Michael Burge, Staff Writer, The San Diego Union-Tribune
VISTA — It’s been a long time since Bob Maulding left his home and family on their avocado ranch here.
So long ago that everyone is gone.
His older brother went down with a submarine in 1943.
His mother and father, who lost two sons in World War II, have been dead for 20 years.
His younger brother died in 1988.
Though Maulding has no close family left to remember him, his friends refused to forget that he and other Marines were cut down and left behind on a lonely Pacific atoll 59 years ago.
His boyhood pal, Harry Reynolds, didn’t forget. Nor did John McCarthy, whose sister was Maulding’s fiancée.
Maulding’s fellow Marine Raiders, elite World War II commandos, reminded people constantly. And once engaged, the experts at the U.S. Army Central Identification Laboratory in Hawaii had a hard time forgetting, too.
Because those people wouldn’t forget, Private.
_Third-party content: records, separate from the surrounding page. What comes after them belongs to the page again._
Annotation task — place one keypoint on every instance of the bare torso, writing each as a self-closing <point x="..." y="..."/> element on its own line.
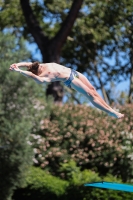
<point x="54" y="72"/>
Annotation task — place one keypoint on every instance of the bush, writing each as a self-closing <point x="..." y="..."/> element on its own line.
<point x="88" y="136"/>
<point x="41" y="185"/>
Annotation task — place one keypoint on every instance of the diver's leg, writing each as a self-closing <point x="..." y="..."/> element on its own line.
<point x="94" y="97"/>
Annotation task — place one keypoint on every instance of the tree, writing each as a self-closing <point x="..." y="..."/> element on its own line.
<point x="17" y="117"/>
<point x="100" y="34"/>
<point x="50" y="47"/>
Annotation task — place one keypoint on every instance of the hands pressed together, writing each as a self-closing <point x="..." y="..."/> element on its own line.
<point x="14" y="67"/>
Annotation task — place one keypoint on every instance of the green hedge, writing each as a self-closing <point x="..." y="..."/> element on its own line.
<point x="41" y="185"/>
<point x="88" y="136"/>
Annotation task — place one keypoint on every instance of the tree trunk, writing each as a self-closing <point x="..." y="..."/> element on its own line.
<point x="51" y="48"/>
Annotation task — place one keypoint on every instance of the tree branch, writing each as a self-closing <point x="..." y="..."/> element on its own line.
<point x="67" y="25"/>
<point x="33" y="25"/>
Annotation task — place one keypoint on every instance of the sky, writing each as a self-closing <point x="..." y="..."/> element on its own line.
<point x="123" y="86"/>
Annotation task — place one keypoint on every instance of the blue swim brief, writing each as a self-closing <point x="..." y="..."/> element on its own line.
<point x="72" y="75"/>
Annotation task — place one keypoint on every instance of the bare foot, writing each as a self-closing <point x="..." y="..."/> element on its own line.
<point x="116" y="115"/>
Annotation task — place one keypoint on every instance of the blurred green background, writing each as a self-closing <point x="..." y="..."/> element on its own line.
<point x="52" y="140"/>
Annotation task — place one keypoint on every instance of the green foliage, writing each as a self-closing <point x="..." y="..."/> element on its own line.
<point x="89" y="137"/>
<point x="18" y="117"/>
<point x="41" y="185"/>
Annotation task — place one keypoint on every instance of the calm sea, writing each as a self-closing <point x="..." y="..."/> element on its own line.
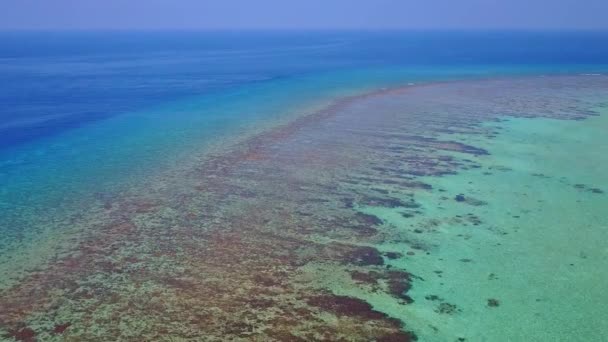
<point x="83" y="112"/>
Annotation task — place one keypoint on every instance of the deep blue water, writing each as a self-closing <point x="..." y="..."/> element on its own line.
<point x="52" y="82"/>
<point x="90" y="113"/>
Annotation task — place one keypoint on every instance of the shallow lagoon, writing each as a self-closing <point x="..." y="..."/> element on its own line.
<point x="445" y="211"/>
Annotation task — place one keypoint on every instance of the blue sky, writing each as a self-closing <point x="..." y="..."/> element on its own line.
<point x="303" y="14"/>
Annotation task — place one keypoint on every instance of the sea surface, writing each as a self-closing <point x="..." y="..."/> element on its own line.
<point x="445" y="186"/>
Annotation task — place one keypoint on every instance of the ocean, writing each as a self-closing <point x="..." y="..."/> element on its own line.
<point x="104" y="136"/>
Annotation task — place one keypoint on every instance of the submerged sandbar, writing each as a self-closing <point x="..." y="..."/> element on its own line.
<point x="374" y="219"/>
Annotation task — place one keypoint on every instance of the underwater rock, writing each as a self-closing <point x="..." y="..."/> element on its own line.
<point x="393" y="255"/>
<point x="61" y="328"/>
<point x="493" y="302"/>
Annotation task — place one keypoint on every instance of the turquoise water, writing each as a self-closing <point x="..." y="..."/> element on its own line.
<point x="100" y="128"/>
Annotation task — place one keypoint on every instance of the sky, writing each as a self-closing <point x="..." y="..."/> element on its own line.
<point x="302" y="14"/>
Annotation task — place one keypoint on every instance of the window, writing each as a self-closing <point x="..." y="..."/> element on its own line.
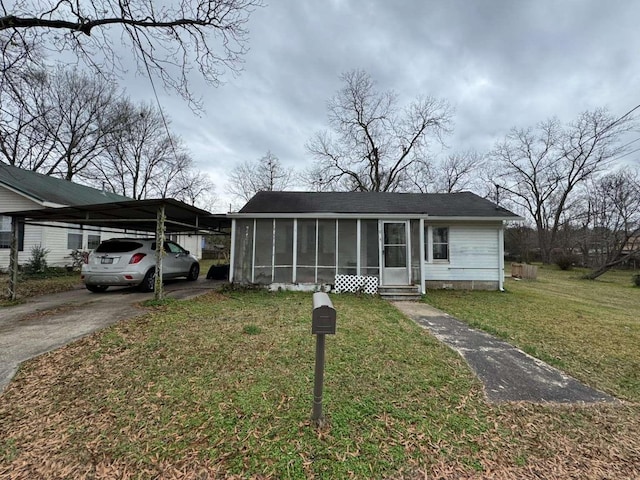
<point x="93" y="241"/>
<point x="74" y="240"/>
<point x="5" y="232"/>
<point x="440" y="243"/>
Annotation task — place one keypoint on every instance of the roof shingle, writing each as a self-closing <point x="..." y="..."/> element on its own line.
<point x="54" y="190"/>
<point x="463" y="204"/>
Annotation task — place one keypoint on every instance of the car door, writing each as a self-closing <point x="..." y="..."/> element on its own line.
<point x="177" y="260"/>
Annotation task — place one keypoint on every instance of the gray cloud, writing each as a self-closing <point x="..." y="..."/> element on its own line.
<point x="500" y="63"/>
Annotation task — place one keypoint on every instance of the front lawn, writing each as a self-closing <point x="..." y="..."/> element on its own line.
<point x="221" y="387"/>
<point x="589" y="329"/>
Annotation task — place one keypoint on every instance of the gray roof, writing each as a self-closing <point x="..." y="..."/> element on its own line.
<point x="463" y="204"/>
<point x="44" y="188"/>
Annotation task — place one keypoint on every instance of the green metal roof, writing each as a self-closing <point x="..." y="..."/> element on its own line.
<point x="44" y="188"/>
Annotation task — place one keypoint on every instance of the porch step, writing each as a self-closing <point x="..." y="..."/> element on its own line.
<point x="406" y="293"/>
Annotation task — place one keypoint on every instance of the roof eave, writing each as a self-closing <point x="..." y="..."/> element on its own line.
<point x="376" y="216"/>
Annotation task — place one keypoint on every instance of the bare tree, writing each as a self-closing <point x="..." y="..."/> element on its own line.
<point x="611" y="229"/>
<point x="540" y="168"/>
<point x="264" y="174"/>
<point x="455" y="173"/>
<point x="56" y="123"/>
<point x="22" y="142"/>
<point x="142" y="159"/>
<point x="167" y="39"/>
<point x="372" y="141"/>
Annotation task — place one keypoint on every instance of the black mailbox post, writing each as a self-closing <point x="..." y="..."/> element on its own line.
<point x="323" y="322"/>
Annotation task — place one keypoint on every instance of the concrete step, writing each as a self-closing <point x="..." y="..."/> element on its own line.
<point x="400" y="292"/>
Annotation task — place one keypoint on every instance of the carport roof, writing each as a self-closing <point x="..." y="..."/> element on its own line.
<point x="132" y="215"/>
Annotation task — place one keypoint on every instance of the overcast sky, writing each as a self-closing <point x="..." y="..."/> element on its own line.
<point x="499" y="63"/>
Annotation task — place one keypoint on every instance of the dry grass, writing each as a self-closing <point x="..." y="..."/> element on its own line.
<point x="590" y="329"/>
<point x="220" y="387"/>
<point x="29" y="286"/>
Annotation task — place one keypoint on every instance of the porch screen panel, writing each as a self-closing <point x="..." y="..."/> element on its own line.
<point x="369" y="248"/>
<point x="326" y="251"/>
<point x="415" y="251"/>
<point x="283" y="271"/>
<point x="264" y="250"/>
<point x="306" y="252"/>
<point x="347" y="247"/>
<point x="243" y="249"/>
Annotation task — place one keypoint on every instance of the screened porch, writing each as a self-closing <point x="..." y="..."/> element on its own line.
<point x="314" y="251"/>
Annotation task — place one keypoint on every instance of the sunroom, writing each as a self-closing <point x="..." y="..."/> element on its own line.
<point x="312" y="239"/>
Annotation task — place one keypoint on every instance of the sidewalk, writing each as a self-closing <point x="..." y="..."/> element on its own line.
<point x="508" y="374"/>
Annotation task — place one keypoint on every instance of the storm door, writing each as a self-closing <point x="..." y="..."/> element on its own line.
<point x="395" y="269"/>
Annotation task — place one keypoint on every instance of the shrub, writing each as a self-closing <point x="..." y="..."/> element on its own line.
<point x="78" y="258"/>
<point x="565" y="262"/>
<point x="37" y="263"/>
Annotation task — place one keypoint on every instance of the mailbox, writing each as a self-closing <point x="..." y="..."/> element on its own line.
<point x="324" y="315"/>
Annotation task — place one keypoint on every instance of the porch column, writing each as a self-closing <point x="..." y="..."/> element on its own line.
<point x="358" y="245"/>
<point x="158" y="294"/>
<point x="294" y="274"/>
<point x="501" y="258"/>
<point x="13" y="259"/>
<point x="423" y="288"/>
<point x="232" y="250"/>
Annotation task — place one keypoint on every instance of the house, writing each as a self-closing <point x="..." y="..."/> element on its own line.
<point x="321" y="239"/>
<point x="26" y="190"/>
Robert Maulding and his comrades will be coming home soon as honored war dead.
On August 17, 2001, exactly 59 years after they were killed in a short but furious firefight with Japanese soldiers on Makin Atoll, Maulding and most of his comrades will be laid to rest at Arlington National Cemetery.
President Bush is invited.
Almost brothers
Harry Reynolds was more than Bob Maulding’s friend. He was the closest thing to a brother a guy could be, without actually being one.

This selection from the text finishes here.